With the much discussed census figures on the religion-wise breakup of the country’s population released, the speculations are only rife if the data will lead to any political manoeuvres. Charges are also being made that the data, which was lying shelved for more than four years after it was compiled, may have been made to see the light of the day for reasons entirely political.
The data already has had a brush with several varied views after it showed the growth, even though very thin, of the Muslim population. Those speculative apprehensions, however, have been dismissed at best a rumour by the experts. Even though the population growth of Muslims registered an increase of 0.8%, it may take more than few centuries for its population to touch equivalence with the majority mark. And that too if we bring into picture the entirely theoretical concept of Ceteris Paribus, Latin for ‘all things remaining same’.

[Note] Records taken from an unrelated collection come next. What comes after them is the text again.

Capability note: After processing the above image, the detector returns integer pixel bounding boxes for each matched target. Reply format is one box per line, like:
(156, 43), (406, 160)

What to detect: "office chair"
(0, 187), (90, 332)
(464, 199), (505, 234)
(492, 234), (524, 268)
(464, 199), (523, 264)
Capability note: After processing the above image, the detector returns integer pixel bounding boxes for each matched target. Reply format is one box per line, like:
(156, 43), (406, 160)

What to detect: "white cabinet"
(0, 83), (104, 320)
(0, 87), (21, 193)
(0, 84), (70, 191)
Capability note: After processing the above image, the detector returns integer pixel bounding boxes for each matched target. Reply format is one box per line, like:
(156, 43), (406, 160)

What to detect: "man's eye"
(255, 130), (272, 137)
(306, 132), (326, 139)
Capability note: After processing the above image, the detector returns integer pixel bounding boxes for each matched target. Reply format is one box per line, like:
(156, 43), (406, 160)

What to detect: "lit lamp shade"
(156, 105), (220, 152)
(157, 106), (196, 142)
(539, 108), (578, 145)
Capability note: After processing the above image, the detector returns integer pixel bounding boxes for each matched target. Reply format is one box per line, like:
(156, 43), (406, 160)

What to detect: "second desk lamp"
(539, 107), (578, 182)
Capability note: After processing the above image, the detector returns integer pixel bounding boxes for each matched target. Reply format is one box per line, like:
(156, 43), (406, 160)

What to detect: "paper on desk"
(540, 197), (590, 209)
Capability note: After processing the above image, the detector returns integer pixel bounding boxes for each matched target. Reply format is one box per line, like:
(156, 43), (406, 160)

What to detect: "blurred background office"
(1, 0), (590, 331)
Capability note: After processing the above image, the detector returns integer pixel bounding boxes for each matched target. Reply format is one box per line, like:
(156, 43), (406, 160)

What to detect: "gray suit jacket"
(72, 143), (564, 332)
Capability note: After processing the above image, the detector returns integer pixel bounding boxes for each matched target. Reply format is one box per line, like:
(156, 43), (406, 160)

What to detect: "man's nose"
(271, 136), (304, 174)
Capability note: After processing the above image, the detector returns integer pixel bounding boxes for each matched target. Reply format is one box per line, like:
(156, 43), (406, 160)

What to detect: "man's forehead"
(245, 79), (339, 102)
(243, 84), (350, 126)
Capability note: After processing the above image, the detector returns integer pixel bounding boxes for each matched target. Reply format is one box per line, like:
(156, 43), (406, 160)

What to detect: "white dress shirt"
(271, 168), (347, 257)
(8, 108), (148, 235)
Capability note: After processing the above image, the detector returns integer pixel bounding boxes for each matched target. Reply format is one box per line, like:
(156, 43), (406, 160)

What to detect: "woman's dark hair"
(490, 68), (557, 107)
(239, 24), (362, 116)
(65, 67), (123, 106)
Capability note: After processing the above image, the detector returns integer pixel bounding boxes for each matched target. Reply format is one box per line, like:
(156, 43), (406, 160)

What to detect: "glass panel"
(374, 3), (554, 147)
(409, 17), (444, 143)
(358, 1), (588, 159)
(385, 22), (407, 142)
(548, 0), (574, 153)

But dismissing even that preposition, experts argue that Indian population may reach what they term as a demographic momentum by 2050, after which the population will cease to increase or may perhaps increase at a very small rate. However, the break-up of religious community may not be very different from what we have seen in 2011 census.
“There may be an increase in the population of Muslims but it may not be more than 17 percent of the total population in 2050,” opined Prof. Ram B Bhagat of International Institute of Population Sciences, Mumbai.

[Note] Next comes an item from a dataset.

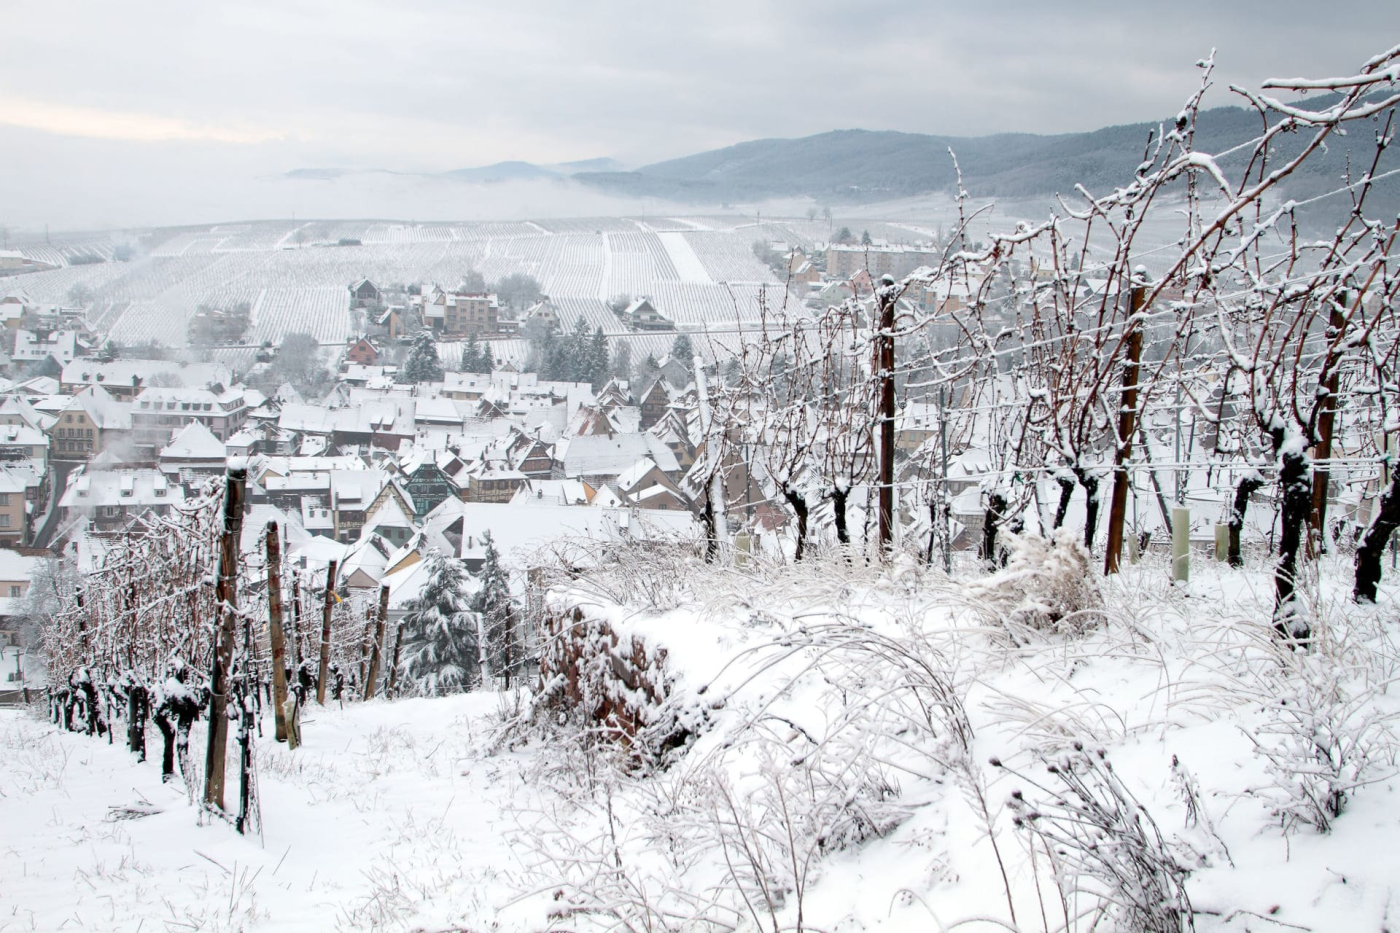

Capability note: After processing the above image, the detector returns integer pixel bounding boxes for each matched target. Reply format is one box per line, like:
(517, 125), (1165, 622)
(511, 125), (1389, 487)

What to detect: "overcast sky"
(3, 1), (1397, 230)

Experts also argue that with better education and vying for better resources, the growth rate among Muslims might even come down.
As per the data, India now has 96.63 crore Hindus which makes a 79.8 percent of its total population of 121.09 crores, and 17.22 crore Muslims, which comes to 14.2 percent of the population. The biggest talking point of the data seems to be Muslims registering a moderate increase by 0.8 percentage point, while Hindus registered a miniscule fall of 0.7 percentage points.

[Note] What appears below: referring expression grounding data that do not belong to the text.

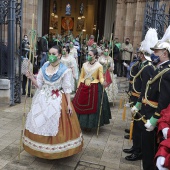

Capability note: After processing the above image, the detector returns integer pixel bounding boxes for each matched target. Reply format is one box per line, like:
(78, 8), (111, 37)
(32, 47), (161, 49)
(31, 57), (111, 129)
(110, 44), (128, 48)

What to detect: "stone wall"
(22, 0), (38, 36)
(114, 0), (170, 52)
(114, 0), (146, 52)
(0, 79), (10, 104)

Muslims, though recorded a decadal growth rate of 24.6 per cent between 2001 and 2011, it is dubbed as a slowest rate since 1961. In the last five preceding decades it grew at 32.48, 30.92, 30.78, 32.87 and 29.52 in percentage point.
The trend has certainly shown a dipping rate.
The data also reflects at another perspective that is yet to be explored to its fullest. Interestingly, the number of those who wished not to state their religion grew four-fold from 7 lakhs to 28 lakhs in last one decade. This becomes important for if the larger fraction of this pie belonged to one religion, it will be decisive enough to swing the percentage point in the concluding picture.
Now, with the data on the religion-wise breakup becoming a talking point and generating some speculations in certain quarters; it can well be believed a precursor to what several political parties are pressing hard for – data on the caste census.